Date: 12 May 2000
Click here for printable version
Click here for PGP verifiable version
-----BEGIN PGP SIGNED MESSAGE-----
===========================================================================
AUSCERT External Security Bulletin Redistribution
ESB-2000.090 -- FreeBSD-SA-00:17
Buffer overflow in libmytinfo may yield increased
privileges with third-party software.
12 May 2000
===========================================================================
AusCERT Security Bulletin Summary
---------------------------------
Product: libmytinfo
Vendor: FreeBSD
Operating System: FreeBSD 3.x
Platform: N/A
Impact: Root Compromise
Access Required: Local
- --------------------------BEGIN INCLUDED TEXT--------------------
- -----BEGIN PGP SIGNED MESSAGE-----
=============================================================================
FreeBSD-SA-00:17 Security Advisory
FreeBSD, Inc.
Topic: Buffer overflow in libmytinfo may yield increased
privileges with third-party software.
Category: core
Module: libmytinfo
Announced: 2000-05-09
Affects: FreeBSD 3.x before the correction date.
Corrected: 2000-04-25
FreeBSD only: Yes
Patches: ftp://ftp.freebsd.org/pub/FreeBSD/CERT/patches/SA-00:17/libmytinfo.patch
I. Background
libmytinfo is part of ncurses, a text-mode display library.
II. Problem Description
libmytinfo allows users to specify an alternate termcap file or entry
via the TERMCAP environment variable, however this is not handled
securely and contains a overflowable buffer inside the library.
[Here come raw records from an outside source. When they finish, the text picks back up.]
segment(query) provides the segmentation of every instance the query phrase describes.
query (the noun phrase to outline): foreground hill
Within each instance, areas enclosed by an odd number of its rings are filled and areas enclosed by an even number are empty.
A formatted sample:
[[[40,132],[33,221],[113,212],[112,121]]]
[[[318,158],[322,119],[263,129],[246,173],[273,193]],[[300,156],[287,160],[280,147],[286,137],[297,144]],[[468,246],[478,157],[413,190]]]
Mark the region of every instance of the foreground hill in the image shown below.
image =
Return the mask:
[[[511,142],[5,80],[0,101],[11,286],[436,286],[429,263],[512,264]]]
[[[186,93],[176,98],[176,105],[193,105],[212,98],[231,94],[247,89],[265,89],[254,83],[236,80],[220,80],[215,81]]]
This is a security vulnerability for binaries which are linked against
libmytinfo and which are setuid or setgid (i.e. run with elevated
privileges). It may also be a vulnerability in other more obscure
situations where a user can exert control over the environment with
which an ncurses binary is run by another user.
FreeBSD 3.x and earlier versions use a very old, customized version of
ncurses which is difficult to update without breaking
backwards-compatibility. The update was made for FreeBSD 4.0, but it
is unlikely that 3.x will be updated. However, the ncurses source is
currently being audited for further vulnerabilities.
III. Impact
Certain setuid/setgid third-party software (including FreeBSD
ports/packages) may be vulnerable to a local exploit yielding
privileged resources, such as network sockets, privileged filesystem
access, or outright privileged shell access (including root access).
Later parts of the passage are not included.